The Miliband camp can easily spin today’s YouGov poll, which Pete blogged earlier, showing that the Tory lead holds steady with Miliband as leader. They can say with some justification that the public has seen Brown doing the job and decided that he’s not up to it while they might warm to Miliband once they get to know him. More challenging for the nascent Miliband leadership bid is Labour’s electoral math.
If Miliband has set in chain a series of events that leads to Brown’s departure, then there will be a leadership contest. Huge chunks of the Labour party will not accept a Miliband coronation. At the moment, the talk is of a unity candidate—representing the left and the centre of the Labour party—challenging Miliband.
Labour elects its leader via an electoral college with a third of the vote going to MPs and MEPs, a third to party members and a third to the Unions.
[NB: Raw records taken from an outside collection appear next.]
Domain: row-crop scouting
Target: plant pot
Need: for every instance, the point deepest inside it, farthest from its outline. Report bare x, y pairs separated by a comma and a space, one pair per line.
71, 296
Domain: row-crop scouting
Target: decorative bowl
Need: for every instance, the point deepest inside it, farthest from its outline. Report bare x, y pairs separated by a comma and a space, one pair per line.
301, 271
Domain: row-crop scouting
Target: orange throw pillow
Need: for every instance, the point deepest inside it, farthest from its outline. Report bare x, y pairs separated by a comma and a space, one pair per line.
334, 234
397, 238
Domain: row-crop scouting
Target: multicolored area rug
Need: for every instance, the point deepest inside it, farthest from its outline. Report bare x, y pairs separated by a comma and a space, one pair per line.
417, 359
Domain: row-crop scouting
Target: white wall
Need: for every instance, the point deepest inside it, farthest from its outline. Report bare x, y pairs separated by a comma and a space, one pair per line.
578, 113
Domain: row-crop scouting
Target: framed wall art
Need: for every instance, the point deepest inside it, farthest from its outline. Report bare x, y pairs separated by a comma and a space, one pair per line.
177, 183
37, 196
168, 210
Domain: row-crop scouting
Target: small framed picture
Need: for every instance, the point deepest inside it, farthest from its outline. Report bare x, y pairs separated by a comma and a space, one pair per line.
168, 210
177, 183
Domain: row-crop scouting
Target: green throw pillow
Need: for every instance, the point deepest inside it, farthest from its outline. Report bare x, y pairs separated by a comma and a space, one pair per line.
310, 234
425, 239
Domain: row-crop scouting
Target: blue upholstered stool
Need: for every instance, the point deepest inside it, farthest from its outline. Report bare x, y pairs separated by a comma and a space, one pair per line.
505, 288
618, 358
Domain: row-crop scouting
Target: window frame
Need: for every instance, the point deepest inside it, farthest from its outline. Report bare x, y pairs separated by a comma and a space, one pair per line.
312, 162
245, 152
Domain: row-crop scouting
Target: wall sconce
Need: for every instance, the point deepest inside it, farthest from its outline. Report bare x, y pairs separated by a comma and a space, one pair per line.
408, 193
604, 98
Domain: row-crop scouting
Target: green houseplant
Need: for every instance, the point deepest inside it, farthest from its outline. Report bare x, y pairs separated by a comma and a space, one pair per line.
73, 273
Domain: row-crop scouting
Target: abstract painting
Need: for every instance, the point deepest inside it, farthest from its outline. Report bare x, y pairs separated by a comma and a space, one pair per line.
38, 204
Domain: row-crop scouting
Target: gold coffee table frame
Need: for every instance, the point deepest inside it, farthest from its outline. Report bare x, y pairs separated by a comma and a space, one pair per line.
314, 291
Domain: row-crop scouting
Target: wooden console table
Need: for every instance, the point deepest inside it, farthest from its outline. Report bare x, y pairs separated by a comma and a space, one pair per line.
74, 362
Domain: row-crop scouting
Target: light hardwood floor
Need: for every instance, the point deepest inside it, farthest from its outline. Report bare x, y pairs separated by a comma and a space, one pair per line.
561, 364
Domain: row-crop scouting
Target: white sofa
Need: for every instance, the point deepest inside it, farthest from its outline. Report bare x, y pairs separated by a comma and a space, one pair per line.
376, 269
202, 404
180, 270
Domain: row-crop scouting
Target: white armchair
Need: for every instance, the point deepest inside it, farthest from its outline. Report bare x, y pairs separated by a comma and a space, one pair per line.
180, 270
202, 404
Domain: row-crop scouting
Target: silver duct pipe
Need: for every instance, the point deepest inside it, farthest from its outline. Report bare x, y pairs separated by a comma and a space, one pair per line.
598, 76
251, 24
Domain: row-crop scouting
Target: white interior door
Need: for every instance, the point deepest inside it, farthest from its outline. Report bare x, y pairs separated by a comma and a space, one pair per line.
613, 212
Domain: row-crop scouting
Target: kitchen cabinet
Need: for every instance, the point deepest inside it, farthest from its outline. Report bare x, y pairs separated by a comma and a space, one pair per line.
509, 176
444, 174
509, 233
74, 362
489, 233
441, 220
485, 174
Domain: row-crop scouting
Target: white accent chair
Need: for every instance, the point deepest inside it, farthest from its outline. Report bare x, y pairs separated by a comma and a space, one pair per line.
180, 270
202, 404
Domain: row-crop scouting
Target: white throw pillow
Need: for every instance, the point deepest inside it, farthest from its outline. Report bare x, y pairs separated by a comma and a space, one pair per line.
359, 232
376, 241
The first preference votes from the 2007 deputy leadership election give us a rough idea of where the ideological balance of power lies:
Benn—16.41%
Blears—11.76%
Cruddas—19.39%
Hain—15.32%
Harman—18.93%
Johnson—18.16%
If you consider that—in crude terms—Blears was the Blairite candidate, the Cruddas and Hain vote represents the left’s voting strength, Benn was the unity candidate and that Johnson and Harman represented the centre-right and centre-left of the party you see what a mountain Miliband has to climb. One Labour number-cruncher said to me yesterday that he couldn’t see Miliband getting more than 45 percent of the vote from the MPs and MEPs, 40 percent from the members and 20 percent from the Unions. Indeed, it is hard to see how Miliband wins in a two-candidate race without the other candidate imploding.